The first few moments of this live compilation of Weavers material neatly sum up the group as they invite their audience to join in on ‘Michael Row The Boat Ashore’. Their music was for everyone, and through it they sought to share their social concerns. The Weavers were formed in 1948 and developed their musicality in New York’s Greenwich Village, setting the area’s influence on the folk world. The first two key members were Pete Seeger and Lee Hays, both of whom had been part of the Almanac Singers with Woody Guthrie. They were joined by Fred Hellerman and Ronnie Gilbert, the latter adding a rich female voice to the harmonic mix.
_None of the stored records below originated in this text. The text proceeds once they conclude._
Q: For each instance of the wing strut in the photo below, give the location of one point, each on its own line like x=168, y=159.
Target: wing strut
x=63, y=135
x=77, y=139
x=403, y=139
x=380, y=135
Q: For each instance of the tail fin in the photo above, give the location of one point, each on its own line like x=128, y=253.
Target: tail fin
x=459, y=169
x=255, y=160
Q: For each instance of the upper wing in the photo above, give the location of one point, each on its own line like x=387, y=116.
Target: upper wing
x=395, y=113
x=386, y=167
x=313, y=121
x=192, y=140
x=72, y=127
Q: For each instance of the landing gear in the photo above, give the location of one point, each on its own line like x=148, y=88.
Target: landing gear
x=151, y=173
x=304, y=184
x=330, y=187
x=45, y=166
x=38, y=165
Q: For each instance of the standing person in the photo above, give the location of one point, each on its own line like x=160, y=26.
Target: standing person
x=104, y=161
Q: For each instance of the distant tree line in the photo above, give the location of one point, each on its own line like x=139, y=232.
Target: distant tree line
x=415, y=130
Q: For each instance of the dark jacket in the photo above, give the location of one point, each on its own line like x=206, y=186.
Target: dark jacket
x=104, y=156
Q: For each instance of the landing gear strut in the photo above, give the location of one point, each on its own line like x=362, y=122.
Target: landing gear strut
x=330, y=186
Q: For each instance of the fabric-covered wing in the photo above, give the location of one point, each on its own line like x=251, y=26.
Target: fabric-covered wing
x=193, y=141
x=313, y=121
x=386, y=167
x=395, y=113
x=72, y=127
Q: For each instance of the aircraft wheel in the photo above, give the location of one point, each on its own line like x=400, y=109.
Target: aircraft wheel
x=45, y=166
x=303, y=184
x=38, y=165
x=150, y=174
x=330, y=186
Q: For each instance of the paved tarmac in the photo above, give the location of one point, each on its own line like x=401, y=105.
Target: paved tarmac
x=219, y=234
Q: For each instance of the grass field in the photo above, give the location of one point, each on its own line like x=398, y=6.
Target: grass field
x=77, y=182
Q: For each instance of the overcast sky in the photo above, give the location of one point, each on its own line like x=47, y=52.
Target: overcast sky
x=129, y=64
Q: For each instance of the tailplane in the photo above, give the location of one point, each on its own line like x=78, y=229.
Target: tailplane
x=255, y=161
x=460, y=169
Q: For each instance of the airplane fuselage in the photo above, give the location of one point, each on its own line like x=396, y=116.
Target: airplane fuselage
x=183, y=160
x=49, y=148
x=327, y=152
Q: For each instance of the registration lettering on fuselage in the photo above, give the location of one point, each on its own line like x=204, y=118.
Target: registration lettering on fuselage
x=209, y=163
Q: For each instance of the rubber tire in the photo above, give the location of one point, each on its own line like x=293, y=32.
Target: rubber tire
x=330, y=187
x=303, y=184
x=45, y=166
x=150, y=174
The Weavers came about at a particular time in America when, although there was post-war optimism and economic growth, there was also racial segregation, lack of women’s rights, environmental concerns and the threat of nuclear war. The eastern bloc hostility promoted a climate of suspicion against the political left, leading to the McCarthy era of witch-hunts. The Weavers were caught up in this, and their access to radio and TV exposure was made very difficult, despite huge hit records with ‘Goodnight Irene’ and ‘Tzena Tzena Tzena’, the former holding the #1 spot for 13 weeks. Nevertheless, the Weavers spearheaded the folk movement, paving the way for the late 50s folk music revival. The songs they sang invited participation, effectively making their audience part of the movement.
This collection features many of their most famous songs. Many of them would be thought of as traditional works but are, in fact, Weavers originals, or at least old tunes with their new words. The group’s effect was, and remains, huge. Ace Records are very proud to keep their music alive and available.